Malgré les engagements à réduire les émissions de gaz à effet de serre, les plans de production de charbon, de pétrole et de gaz sont toujours largement incompatibles avec les objectifs de l’accord de Paris, selon un rapport publié mercredi.
L’accord sur le climat de 2015 vise à limiter le réchauffement bien en deçà de +2°C par rapport à l’ère pré-industrielle, si possible à +1,5°C. Et un des leviers d’action pour réduire les émissions est la sortie des énergies fossiles, particulièrement polluantes.
Mais les plans de production des gouvernements dans ce secteur sont toujours « en dangereux décalage » avec les objectifs de Paris, a regretté mercredi le Programme des Nations unies pour l’Environnement (PNUE), à deux semaines de la conférence climat COP26.
Pour espérer rester sous +1,5°C, « la production mondiale d’énergies fossiles doit commencer à baisser immédiatement et fortement », souligne le rapport réalisé par le PNUE et plusieurs instituts de recherche.
Mais ce n’est pas le cas.
Les pays « prévoient toujours une augmentation de la production de pétrole et de gaz, et seulement une baisse modeste de la production de charbon d’ici 2040 », a expliqué Ploy Achakulwisut, chercheuse au Stockholm Environment Institute (SEI) et auteure principale du rapport.
La raffinerie de pétrole d’Al-Ahmadi, la plus grande du Koweït, le 13 octobre 2021 (AFP/Archives – -)
Résultat, « les plans de production des gouvernements conduiraient à une augmentation d’environ 240% du charbon, de 57% du pétrole et de 71% du gaz en 2030 par rapport à ce qui serait compatible avec une limitation du réchauffement climatique à 1,5°C », a-t-elle insisté.
Au total, si on considère les énergies fossiles dans leur ensemble, les prévisions de production pour 2030 sont plus de deux fois supérieures (110%) à celle compatible avec une limitation du réchauffement à +1,5°C, et 45 % de plus que ce qui serait compatible avec un réchauffement à +2°C.
– Inchangé –
Selon les experts climat de l’ONU (Giec), pour ne pas dépasser +1,5°C, le monde doit réduire de 45% les émissions de CO2 d’ici 2030, par rapport à 2010, et poursuivre ses efforts pour atteindre la neutralité carbone autour de 2050. Le dernier rapport du Giec en août a mis en garde contre le risque d’atteindre ce seuil de +1,5°C déjà autour de 2030, dix ans plus tôt que prévu.
La centrale thermique au charbon de Suralaya à Cilegon, en Indonésie, le 21 septembre 2021 (AFP/Archives – BAY ISMOYO)

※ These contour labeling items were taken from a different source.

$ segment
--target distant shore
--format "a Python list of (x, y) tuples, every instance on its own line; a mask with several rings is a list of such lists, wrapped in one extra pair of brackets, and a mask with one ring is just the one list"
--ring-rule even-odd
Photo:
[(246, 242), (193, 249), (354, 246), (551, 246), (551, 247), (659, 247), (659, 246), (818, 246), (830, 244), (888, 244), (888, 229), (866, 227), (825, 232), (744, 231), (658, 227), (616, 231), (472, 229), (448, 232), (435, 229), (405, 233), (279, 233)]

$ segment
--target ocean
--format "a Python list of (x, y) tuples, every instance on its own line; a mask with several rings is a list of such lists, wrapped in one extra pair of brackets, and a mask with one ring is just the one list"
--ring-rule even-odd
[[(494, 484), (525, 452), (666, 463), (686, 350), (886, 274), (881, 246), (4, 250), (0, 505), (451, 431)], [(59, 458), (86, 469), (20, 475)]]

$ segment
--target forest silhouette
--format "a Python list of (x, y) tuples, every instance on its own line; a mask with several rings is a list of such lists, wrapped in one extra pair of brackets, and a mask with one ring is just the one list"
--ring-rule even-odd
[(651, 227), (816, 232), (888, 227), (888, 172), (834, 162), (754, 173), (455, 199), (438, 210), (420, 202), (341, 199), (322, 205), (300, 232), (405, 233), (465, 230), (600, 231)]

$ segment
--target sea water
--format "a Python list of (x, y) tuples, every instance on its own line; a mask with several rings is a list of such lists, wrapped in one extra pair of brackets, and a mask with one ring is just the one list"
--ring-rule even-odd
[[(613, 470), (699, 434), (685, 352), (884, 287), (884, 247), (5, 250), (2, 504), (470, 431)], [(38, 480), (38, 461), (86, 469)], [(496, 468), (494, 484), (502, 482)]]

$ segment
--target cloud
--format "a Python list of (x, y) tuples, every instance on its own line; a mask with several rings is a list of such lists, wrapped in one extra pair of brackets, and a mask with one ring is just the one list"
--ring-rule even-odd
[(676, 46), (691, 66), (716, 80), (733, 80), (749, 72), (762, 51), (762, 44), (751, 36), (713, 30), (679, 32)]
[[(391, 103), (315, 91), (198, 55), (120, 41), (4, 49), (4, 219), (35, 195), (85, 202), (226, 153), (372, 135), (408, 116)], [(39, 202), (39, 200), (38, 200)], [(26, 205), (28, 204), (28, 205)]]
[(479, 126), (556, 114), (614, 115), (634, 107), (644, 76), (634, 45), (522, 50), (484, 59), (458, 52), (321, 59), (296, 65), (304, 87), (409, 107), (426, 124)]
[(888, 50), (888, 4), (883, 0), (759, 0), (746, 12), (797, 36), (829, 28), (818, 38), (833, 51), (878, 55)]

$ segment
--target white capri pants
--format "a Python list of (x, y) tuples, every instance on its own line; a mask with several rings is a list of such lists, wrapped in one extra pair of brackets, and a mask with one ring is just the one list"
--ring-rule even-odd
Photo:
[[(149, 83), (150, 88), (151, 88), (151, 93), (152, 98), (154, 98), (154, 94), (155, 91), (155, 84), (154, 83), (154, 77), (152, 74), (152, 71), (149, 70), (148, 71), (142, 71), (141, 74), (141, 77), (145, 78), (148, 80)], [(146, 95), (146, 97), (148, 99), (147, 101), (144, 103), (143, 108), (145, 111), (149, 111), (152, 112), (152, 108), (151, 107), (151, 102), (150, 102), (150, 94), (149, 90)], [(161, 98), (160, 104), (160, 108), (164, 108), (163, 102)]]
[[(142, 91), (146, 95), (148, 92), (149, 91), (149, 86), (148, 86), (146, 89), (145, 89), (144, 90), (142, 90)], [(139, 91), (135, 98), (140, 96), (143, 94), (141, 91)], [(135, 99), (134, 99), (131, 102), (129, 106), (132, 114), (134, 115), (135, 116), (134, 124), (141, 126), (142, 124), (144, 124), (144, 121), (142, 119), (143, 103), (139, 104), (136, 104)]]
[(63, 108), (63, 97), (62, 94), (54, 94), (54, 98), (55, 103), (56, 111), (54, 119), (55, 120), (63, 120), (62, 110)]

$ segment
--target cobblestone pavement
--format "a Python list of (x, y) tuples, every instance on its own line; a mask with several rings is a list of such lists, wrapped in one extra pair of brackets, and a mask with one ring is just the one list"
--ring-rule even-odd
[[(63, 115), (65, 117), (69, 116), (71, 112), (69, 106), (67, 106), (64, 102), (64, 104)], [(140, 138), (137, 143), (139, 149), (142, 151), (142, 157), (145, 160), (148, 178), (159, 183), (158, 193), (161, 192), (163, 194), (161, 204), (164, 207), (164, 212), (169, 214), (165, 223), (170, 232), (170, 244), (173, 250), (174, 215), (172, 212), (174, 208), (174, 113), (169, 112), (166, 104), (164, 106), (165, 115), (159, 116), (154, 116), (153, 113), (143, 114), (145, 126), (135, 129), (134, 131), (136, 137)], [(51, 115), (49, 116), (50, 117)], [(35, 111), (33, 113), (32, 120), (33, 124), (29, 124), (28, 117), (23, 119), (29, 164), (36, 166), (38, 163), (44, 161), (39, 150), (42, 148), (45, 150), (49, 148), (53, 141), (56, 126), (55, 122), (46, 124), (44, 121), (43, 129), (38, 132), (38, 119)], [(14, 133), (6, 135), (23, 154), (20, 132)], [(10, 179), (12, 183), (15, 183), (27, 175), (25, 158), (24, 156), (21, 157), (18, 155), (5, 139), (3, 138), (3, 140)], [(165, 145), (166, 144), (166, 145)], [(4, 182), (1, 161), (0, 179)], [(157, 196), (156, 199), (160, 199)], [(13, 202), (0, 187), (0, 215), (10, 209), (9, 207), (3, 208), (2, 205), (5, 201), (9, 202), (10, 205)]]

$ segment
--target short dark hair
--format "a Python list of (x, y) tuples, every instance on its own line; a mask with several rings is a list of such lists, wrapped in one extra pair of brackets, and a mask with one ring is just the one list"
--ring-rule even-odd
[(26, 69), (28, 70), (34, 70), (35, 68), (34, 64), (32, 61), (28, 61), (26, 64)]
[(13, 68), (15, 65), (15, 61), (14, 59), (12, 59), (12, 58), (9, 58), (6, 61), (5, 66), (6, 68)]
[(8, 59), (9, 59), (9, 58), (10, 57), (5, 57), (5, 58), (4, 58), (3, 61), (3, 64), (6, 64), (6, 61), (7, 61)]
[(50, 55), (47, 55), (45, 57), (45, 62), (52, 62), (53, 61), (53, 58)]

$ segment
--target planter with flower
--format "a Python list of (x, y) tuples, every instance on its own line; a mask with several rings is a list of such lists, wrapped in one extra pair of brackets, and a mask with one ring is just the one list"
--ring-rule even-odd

Malgré ces alertes qui montrent que le temps est compté pour agir et éviter le pire des impacts du réchauffement, l’ampleur de l’écart de production d’énergies fossiles est restée « largement inchangée » par rapport aux évaluations des mêmes chercheurs depuis 2019, note le rapport.
Par conséquent, à moins de deux semaines du début de la COP26 de Glasgow, dont un des objectifs est de tout faire pour que l’objectif de +1,5°C reste accessible, l’ONU met une nouvelle fois la pression.
« Lors de la COP26 et au-delà, les gouvernements du monde doivent se mobiliser et prendre des mesures rapides et immédiates pour combler l’écart de production en matière de combustibles fossiles et assurer une transition juste et équitable. L’ambition climatique, c’est cela », a commenté la patronne du PNUE, Inger Anderson.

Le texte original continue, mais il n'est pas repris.